With two programmes running concurrently in different areas of the College, delegates can start the official programme hearing about either “Evaluating the economic justifications for confinement in animal agriculture” or “The ethical imperative for a pre-emptive ban on octopus farming”. The full programme ends on the subjects of “Taking sentience seriously: Zoos and domestic animals” and “How captive animals are vulnerable to zoonotic disease”. This is just a tiny glimpse into the huge breadth of subject matter that will be covered over the intervening days.

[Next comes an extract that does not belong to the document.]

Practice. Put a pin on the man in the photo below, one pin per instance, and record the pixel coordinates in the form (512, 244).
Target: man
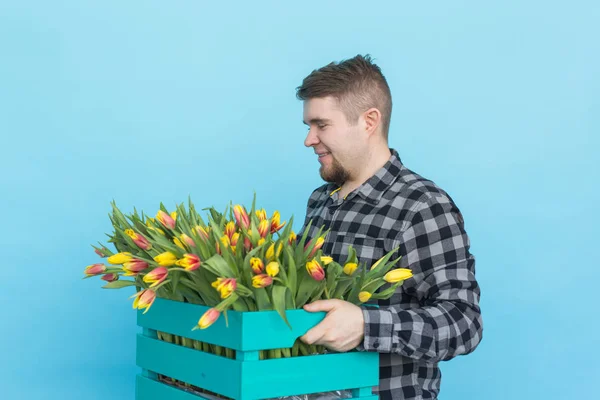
(374, 203)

A significant highlight at this year’s Summer School is Tuesday evening’s panel discussion of experts on aquaculture as the next moral frontier, chaired by Max Elder, Managing Director of Food Systems Innovations.

Director of the Oxford Annual Animal Ethics Summer School, Dr Clair Linzey, said:  “When you talk about captivity, people tend to think of zoos, safari parks or circuses. But captivity applies to such a broad spectrum of scenarios, many of which people may not even pause to question, such as farms, aquariums, sanctuaries, and even animals kept as companions. It is time to broaden the conversation around captivity and that is what we will be doing this August.” 

The Summer School is always a sociable affair too, with plenty of opportunity for delegates to get to know one another and discuss lectures and workshops, at meals, and socials each evening, not to mention a champagne reception and a Gala Dinner on the penultimate evening.

All this, with the historic and beautiful buildings and gardens of Oxford University’s Merton College as the backdrop.